Currently GCC only eliminates iv for very specific case when the loop’s
latch could run zero times, i.e., when may_be_zero field of loop niter
information evaluates to true. In fact, it’s so specific that
iv_elimination_compare_lt rarely succeeds during either GCC bootstrap or
spec2000/spec2006 compilation. Though intrusive data shows these patches
don’t help iv elimination that much for GCC bootstrap, they do capture
5%~15% more eliminations for compiling spec2000/2006. Detailed numbers are
like:
2k/int 2k/fp 2k6/int 2k6/fp
improve ~9.6% ~4.8% ~5.5% ~14.4%
All patches pass bootstrap and regression test on x86_64/x86. I will
bootstrap and test them on aarch64/arm platforms too.
The first patch turns to tree operand_equal_p to check the number of
iterations in iv_elimination_lt. Though I think this change isn’t necessary
for current code, it’s needed if we further relax iv elimination for cases
in which sign/unsigned conversion is involved.
Thanks,
bin
2014-07-17 Bin Cheng <bin.cheng@arm.com>
* tree-ssa-loop-ivopts.c (iv_elimination_compare_lt): Check number
of iteration using tree comparison.
[-- Attachment #2: iv_elimination-improve-a-20140716.txt --]
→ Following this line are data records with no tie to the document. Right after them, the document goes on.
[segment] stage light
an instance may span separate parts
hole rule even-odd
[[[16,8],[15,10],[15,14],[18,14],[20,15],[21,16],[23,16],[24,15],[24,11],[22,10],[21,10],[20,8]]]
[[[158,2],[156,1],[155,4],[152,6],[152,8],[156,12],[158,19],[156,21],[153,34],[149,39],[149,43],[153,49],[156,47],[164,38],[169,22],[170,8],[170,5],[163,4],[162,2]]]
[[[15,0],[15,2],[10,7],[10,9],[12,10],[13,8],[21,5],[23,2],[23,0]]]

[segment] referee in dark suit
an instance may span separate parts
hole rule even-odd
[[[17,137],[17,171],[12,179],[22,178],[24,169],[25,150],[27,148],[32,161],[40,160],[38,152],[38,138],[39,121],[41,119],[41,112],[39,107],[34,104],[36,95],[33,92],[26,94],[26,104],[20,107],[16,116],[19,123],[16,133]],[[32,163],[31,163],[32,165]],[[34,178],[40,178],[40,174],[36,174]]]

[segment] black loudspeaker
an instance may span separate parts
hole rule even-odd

[-- Type: text/plain, Size: 1757 bytes --]
Index: gcc/tree-ssa-loop-ivopts.c
===================================================================
--- gcc/tree-ssa-loop-ivopts.c (revision 212387)
+++ gcc/tree-ssa-loop-ivopts.c (working copy)
@@ -4605,7 +4605,7 @@ iv_elimination_compare_lt (struct ivopts_data *dat
struct tree_niter_desc *niter)
{
tree cand_type, a, b, mbz, nit_type = TREE_TYPE (niter->niter), offset;
- struct aff_tree nit, tmpa, tmpb;
+ struct aff_tree nit, tmp1, tmpa, tmpb;
enum tree_code comp;
HOST_WIDE_INT step;
@@ -4661,15 +4661,19 @@ iv_elimination_compare_lt (struct ivopts_data *dat
return false;
/* Expected number of iterations is B - A - 1. Check that it matches
- the actual number, i.e., that B - A - NITER = 1. */
+ the actual number, i.e., that B - A = NITER + 1. */
tree_to_aff_combination (niter->niter, nit_type, &nit);
- tree_to_aff_combination (fold_convert (nit_type, a), nit_type, &tmpa);
- tree_to_aff_combination (fold_convert (nit_type, b), nit_type, &tmpb);
- aff_combination_scale (&nit, -1);
- aff_combination_scale (&tmpa, -1);
- aff_combination_add (&tmpb, &tmpa);
- aff_combination_add (&tmpb, &nit);
- if (tmpb.n != 0 || tmpb.offset != 1)
+ aff_combination_const (&tmp1, nit_type, 1);
+ tree_to_aff_combination (b, TREE_TYPE (b), &tmpb);
+ aff_combination_add (&nit, &tmp1);
+ if (a != integer_zero_node)
+ {
+ tree_to_aff_combination (a, TREE_TYPE (b), &tmpa);
+ aff_combination_scale (&tmpa, -1);
+ aff_combination_add (&tmpb, &tmpa);
+ }
+ if (!operand_equal_p (aff_combination_to_tree (&nit),
+ aff_combination_to_tree (&tmpb), 0))
return false;
/* Finally, check that CAND->IV->BASE - CAND->IV->STEP * A does not
^ permalink raw reply [flat|nested] 4+ messages in thread
* Fwd: [PATCH 1/3]Improve induction variable elimination
2014-07-17 9:08 [PATCH 1/3]Improve induction variable elimination Bin Cheng
@ 2014-07-21 9:47 ` Bin.Cheng
2014-07-25 12:27 ` Richard Biener
1 sibling, 0 replies; 4+ messages in thread
From: Bin.Cheng @ 2014-07-21 9:47 UTC (permalink / raw)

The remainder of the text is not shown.